= Pastoralia (Boiardo) =

Start of the Pastoralia in the manuscript Barberini Latin 1879

Pastoralia is a collection of ten Latin eclogues written by Matteo Boiardo in 1463–1464. It is one of his early works. Each eclogue has 100 lines.

The Pastoralia must be distinguished from Boiardo's Pastorale (or Pastorali), a collection of ten vernacular epigrams composed in the 1480s.

==Contents==
The ten poems are:
1. Syringa
2. Phyliroe
3. Eripoemenon
4. Comiti Vasilicomantia
5. Silva
6. Herodia
7. Buccula
8. Philicodiae
9. Hercules
10. Orpheus

Written at Ferrara, the Pastoralia is a homage to Vergil's Bucolica. In poems I, IV, VI, IX and X, Boiardo praises Duke Borso d'Este and his brother, Ercole, for preserving the peace. Unlike his earlier poems praising the Estes, the Pastoralia is not so excessive in its praise. In technique, it is "an inspired advance". Poems II, III, V, VII and VIII are about love.

Giovanni Ponte argued in 1961 that the Pastoralia was the first expression of Boiardo's own poetic voice and not a mere rhetorical exercise.

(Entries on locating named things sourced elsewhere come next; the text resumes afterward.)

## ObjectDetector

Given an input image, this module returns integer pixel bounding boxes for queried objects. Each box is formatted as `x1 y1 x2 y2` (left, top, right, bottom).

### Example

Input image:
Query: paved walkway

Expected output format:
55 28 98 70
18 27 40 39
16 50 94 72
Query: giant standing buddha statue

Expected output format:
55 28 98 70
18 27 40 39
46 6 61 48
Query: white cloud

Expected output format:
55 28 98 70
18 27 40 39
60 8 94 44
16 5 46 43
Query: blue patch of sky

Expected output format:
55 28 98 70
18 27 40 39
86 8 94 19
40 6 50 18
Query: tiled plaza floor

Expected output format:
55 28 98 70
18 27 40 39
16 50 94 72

Jo Ann Cavallo considers the eighth eclogue on nature the most successful. Edmund Gardner also considered it "Boiardo's first attempts to win the Muses." Sukanta Chaudhuri considers that, as Boiardo was writing "in a dispensation geared to the epic", he worked in "other modes and forms" than the pastoral into his Pastoralia. For example, Borso and Ercole are presented as "that most contrary figure, the warrior-shepherd, totally subverting the root principle of pastoral".

==Publication history==
There are two surviving versions of the text. The one approved by Boiardo for publication survives in two manuscripts, one containing autograph notes. This version was printed at Reggio nell'Emilia in 1500 by
Bartolomeo Crotti. An abridged version appeared in the 17th century.

A critical edition of the Pastoralia was published by Angelo Solerti in 1894. Stefano Carrai has also edited the Pastoralia and translated it into Italian.